On the contrary, one of the main reasons I prefer to prepare food at home rather than getting takeaways is that I know that proper food handling is practiced in my own kitchen.


that sort of proves my point , if a health inspector went into your Kitchen at home and followed the regulations to the same standard as a takeaway restaurant, your kitchen would probably  be closed and yet you would have no problem eating food made in your kitchen.


I don't see your point. I too prefer to prepare in my kitchen, because I know that proper food prepartion has been carried out, and you know what the ingredients are and you can buy the good quality ingredients. eg hands washed, clean surfaces and utensiles washed in dishwasher, no cross contamination etc. Never had any food poisoning from my own cooked food. This is unlike eating from takeaways or restaurants, when I have had food poisoning twice. (I know it was cause by the food outlet because I wasn't the only one affected)
A home kitchen wouldn't meet council requirements anyway, as a commerical kitchen has all sorts of requirements, but that doesn't mean a home kitchen is less safe to cook in.
For one, the lights must be enclosed so there is no risk of glass bulbs breaking onto food. Windows must have vents to prevent flies, floor covering must extend up the sides of walls etc.

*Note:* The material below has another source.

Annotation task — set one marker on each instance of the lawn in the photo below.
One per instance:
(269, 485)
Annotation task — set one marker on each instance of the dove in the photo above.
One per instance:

I thought that alasta's point is based on what you "know" about how a specific meal is prepared rather than on a historic rating which only indicates the likely safety of a specific meal at a restaurant.

Anyway, as you say, the comparison of safety gradings for a commercial food outlet is very different to safe food preparation in a domestic kitchen. The grading checklist, what affects food safety gradings in Auckland, is pretty extensive and almost all of us who practice high levels of kitchen hygiene would not get an A grade because there are a range of practices that don't directly affect the food but are 'protective' in the longer term: records, induction and ongoing training, equipment servicing, fittings, etc.